Updated November 21, 2009
3 minute read

The one thing I have never suffered from, as a freelance writer was the lack of things to write about. Things to write about surround me. Ideas pop out at me at every step I take. Take the last trip I took with my wife to her favorite arts and crafts store, Michael's, as an example. My wife is an avid knitter, an expert knitter with over fifty year's experience. She spends a great deal of time at Michael is looking for just the right yarn for her latest project. The last time we were there, a couple of weeks ago, she was seeking out just the right Christmas yarn for the Christmas stockings that she was knitting and I was occupying myself with people watching when my eyes fell upon the lettering on the side of a large, yarn tote, "So Much Yarn, So Little Time To Knit." There was also a picture of a girl rushing about with a huge ball of yarn in her hands. My first thought was what a great Christmas gift that the tote would make for my two oldest grand daughters whom my wife is teaching to knit when they come to visit. It would be a great place for them to store their supplies and projects, making it easy for them to tote them from their home in the low lands to our home on Walch's mountain. Then, as my mind often does, I found myself seeing the words, "Too Many Ideas, Too Little Time to Write About them," and the idea for this article was born.

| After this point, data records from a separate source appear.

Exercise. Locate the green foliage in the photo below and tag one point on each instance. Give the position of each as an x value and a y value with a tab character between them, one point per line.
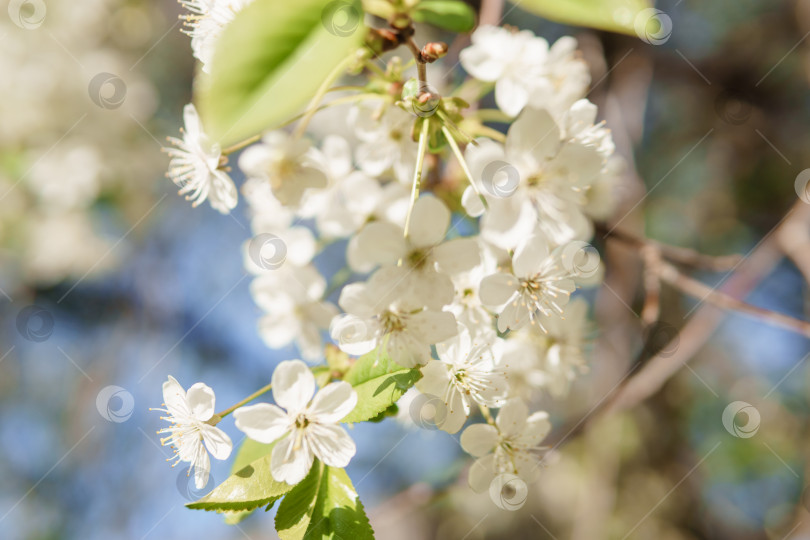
613	15
324	505
271	60
379	383
248	488
451	15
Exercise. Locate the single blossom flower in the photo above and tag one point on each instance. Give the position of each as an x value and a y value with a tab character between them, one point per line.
538	285
305	427
466	374
508	447
426	261
194	166
190	435
378	314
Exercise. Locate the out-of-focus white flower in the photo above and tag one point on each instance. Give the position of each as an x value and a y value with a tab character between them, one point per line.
538	284
426	261
205	22
464	375
67	178
190	435
378	315
524	69
194	166
289	164
307	427
294	310
385	138
509	447
550	177
351	198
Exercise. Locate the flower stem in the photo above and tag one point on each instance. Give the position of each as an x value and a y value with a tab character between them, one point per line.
460	157
251	397
319	95
417	173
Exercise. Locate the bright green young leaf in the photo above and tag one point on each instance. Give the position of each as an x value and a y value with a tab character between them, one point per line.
379	383
324	505
270	61
249	452
248	488
452	15
613	15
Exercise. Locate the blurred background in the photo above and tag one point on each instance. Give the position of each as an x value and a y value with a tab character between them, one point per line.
109	282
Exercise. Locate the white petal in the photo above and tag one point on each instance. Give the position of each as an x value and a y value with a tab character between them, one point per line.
217	442
512	417
376	243
482	473
529	256
262	422
288	464
331	444
201	400
332	403
497	289
479	439
429	222
293	385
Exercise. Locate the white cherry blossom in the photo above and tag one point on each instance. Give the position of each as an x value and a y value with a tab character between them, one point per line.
374	318
294	310
524	69
190	435
538	284
205	22
305	427
194	166
508	447
466	374
289	164
426	260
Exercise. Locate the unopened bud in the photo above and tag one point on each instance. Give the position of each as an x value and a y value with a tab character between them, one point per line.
433	51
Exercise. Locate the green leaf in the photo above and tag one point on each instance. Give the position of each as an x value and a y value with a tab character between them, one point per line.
249	452
451	15
271	60
379	383
250	487
613	15
324	505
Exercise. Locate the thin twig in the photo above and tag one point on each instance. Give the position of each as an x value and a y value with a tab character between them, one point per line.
703	292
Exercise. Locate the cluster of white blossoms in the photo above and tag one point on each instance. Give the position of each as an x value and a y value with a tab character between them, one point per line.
480	300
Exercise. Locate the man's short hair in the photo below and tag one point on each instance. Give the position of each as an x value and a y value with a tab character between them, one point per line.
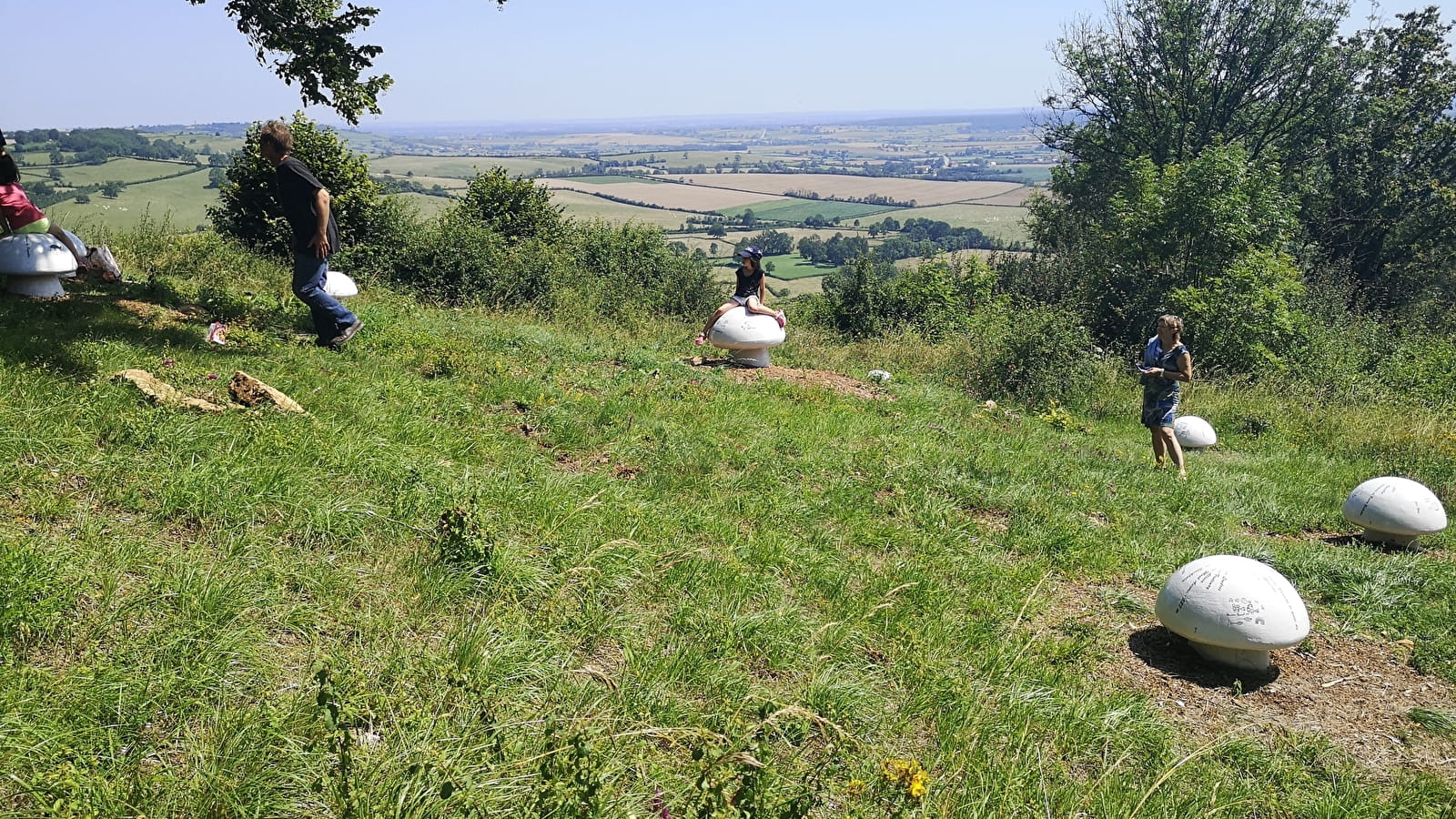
277	135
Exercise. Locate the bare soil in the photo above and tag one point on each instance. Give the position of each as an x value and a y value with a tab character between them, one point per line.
837	382
1354	693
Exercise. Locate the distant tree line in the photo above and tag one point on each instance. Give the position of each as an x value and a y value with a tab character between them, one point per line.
405	186
95	146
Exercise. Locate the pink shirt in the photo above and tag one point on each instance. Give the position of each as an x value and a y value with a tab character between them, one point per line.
16	208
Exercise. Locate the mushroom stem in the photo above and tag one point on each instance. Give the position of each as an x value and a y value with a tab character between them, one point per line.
1249	659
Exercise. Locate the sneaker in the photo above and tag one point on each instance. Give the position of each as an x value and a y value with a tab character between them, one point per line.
349	332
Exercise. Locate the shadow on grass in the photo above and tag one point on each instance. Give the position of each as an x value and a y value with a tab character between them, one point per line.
1171	654
51	334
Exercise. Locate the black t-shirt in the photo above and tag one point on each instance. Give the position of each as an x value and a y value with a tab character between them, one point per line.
747	285
296	187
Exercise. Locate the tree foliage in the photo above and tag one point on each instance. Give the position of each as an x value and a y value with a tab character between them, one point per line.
248	208
1218	147
308	43
1385	203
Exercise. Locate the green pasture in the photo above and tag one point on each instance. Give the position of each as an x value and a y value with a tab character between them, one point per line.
676	159
541	564
587	206
800	286
798	210
994	220
424	205
179	201
198	140
793	267
1031	174
524	566
468	167
448	182
123	169
616	179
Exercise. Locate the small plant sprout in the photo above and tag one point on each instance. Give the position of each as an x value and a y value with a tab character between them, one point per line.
1194	433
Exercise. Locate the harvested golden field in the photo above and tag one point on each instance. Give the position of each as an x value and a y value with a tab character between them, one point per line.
683	197
1001	222
587	206
832	186
1009	198
618	138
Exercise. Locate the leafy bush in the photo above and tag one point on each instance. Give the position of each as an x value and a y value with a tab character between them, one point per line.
248	210
1030	353
626	268
462	261
513	207
1242	318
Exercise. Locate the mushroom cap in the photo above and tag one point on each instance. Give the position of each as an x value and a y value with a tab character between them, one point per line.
1232	602
34	254
1194	433
740	329
339	285
1397	506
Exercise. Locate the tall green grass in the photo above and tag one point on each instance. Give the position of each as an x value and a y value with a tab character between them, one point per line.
513	564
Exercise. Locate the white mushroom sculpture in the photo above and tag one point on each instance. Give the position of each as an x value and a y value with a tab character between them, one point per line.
1194	433
1232	610
747	336
35	263
1394	511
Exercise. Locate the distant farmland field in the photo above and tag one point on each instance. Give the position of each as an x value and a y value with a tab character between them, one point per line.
448	182
427	206
587	206
684	197
924	191
121	171
181	200
995	220
468	167
798	210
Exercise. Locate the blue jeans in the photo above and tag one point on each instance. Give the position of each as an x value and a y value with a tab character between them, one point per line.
329	317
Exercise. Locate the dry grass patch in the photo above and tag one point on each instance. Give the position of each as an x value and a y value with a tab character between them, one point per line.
1354	693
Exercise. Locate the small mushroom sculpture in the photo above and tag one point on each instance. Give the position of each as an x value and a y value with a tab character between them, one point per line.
35	263
1232	610
1194	433
1394	511
747	336
339	285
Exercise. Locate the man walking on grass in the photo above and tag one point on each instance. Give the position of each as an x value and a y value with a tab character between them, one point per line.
315	235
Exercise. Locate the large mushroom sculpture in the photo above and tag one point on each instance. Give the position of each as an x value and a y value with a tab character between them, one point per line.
1234	610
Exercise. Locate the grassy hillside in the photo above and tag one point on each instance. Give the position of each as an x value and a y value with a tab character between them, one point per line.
514	566
179	200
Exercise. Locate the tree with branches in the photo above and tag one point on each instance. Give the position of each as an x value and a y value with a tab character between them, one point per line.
309	43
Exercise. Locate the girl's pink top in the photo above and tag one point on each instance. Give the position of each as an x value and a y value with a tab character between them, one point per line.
16	208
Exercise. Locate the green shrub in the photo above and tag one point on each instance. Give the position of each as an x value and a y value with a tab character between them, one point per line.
248	210
1030	353
1241	318
460	261
625	268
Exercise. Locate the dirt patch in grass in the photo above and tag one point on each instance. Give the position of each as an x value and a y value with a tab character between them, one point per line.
155	314
837	382
1354	693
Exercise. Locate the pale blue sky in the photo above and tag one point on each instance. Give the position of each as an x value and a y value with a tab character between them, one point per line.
89	63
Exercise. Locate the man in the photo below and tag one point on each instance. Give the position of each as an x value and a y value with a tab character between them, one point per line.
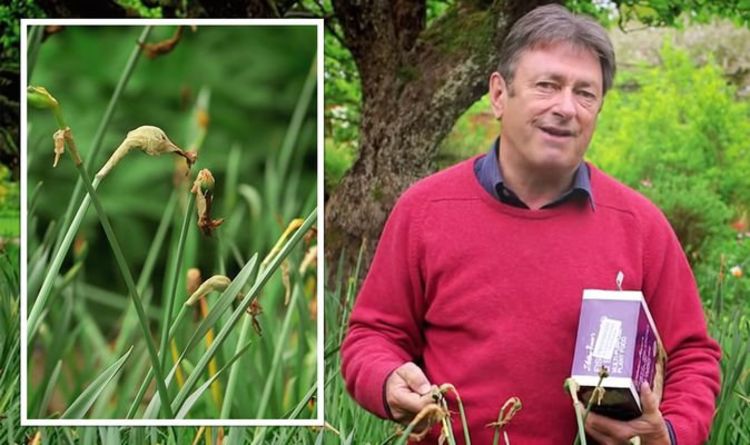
478	275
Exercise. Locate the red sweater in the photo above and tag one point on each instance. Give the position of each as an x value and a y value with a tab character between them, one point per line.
487	297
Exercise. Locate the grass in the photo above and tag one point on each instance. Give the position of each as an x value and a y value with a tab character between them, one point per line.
98	350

Many writers suffer from just the opposite problem; they set down at the keyboard and stare at the blank screen on their computer with no idea about what to write about. There are ways of handling that problem too but that is another idea for another article, another day. Today we are going to explore some ways to handle the problem that we will call the "Too Many Idea Syndrome," or TMIS for short. TIMIS was a real problem for me until I discovered a few steps that I could take to get it under control. Let me share a few of them with you here.

? The Red Dress Theory: Anne JaLeigh Sheway-Bryant proposed that at any given party that there will always be more women wearing "little Black Dresses," than there will be women wearing "Little Red Dresses." According to Anne, the women wearing the "Little Red Dresses" stand out from the crowd and garnered the lions share of attention. When faced with too many ideas to write about we can apply Anne's Red Dress Theory. Which idea stands out like a "Little Red Dress" in a sea of "Little Black Dresses?" when you find that one, that's the one you will want to write about.

? The Stupid Idea Theory: Tim Bete, author of Guide to Pirate Parenting, uses this approach to overcoming TMIS. He once said during an interview, "If you keep thinking about a stupid idea over a long period of time, it may get legs."

? The Idea Grows Legs: one of the things that I have in common with Anne is that I often think better when I'm on the move. When TMIS really hits me hard, depending on the time of the year and the weather conditions, I get out my ATV, dirt bike, or snowmobile and go for a long ride over the mountain trails. I have a very good friend, a city gal, who handles the same problem by going for long jogs with a pocket notebook and pen tucked into her shorts or Jeans.

? One of the tricks that I learned while attending the University of Phoenix as a distance learning student was to create a deadline for an assignment even if there really wasn't a real deadline looming on the horizon. Having a deadline looking me in the face, even if it wasn't a deadline set by the university, I was forced to decide on one idea and then stick with it.

? The award-winning screenwriter Cynthia Whitcomb, who has sold 70 screenplays, compares writing ideas to making homemade soup in her kitchen. She once told an interviewer for Writer's Digest, "Think of your ideas like pots on the stove in the kitchen of your creative mind. Lift the lids and look inside. One of them is always closest to being soup. Write that one first."

? When facing with a real bad encounter with TMIS, write about the one idea that elicits the most passion in you. That is one of the reasons that the genre of erotica is so easy to break into. I mean sex generates passion in every relatively normal guy and gal, at least every one that I have ever encountered.

? Use GANTT Charts to organize your projects and the dates by which different phases of each project must be finished in order to meet the final deadline for each. A Gantt chart is a type of bar chart that illustrates a project schedule. Gantt charts illustrate the start and finish dates of the terminal elements and summary elements of a project. Terminal elements and summary elements comprise the work breakdown structure of the project. Some Gantt charts also show the dependency (i.e., precedence network) relationships between activities. Gantt charts can be used to show current schedule status using percent-complete shadings and a vertical "TODAY" line. If you don't have project management software loaded on your computer you can accomplish the same thing by using writing out these project dates on a large desk calendar.

Well, there you have it folks, seven great way to overcome the TMIS. Try them all on for size and I'm confident that you will find one or more of them that will work for you.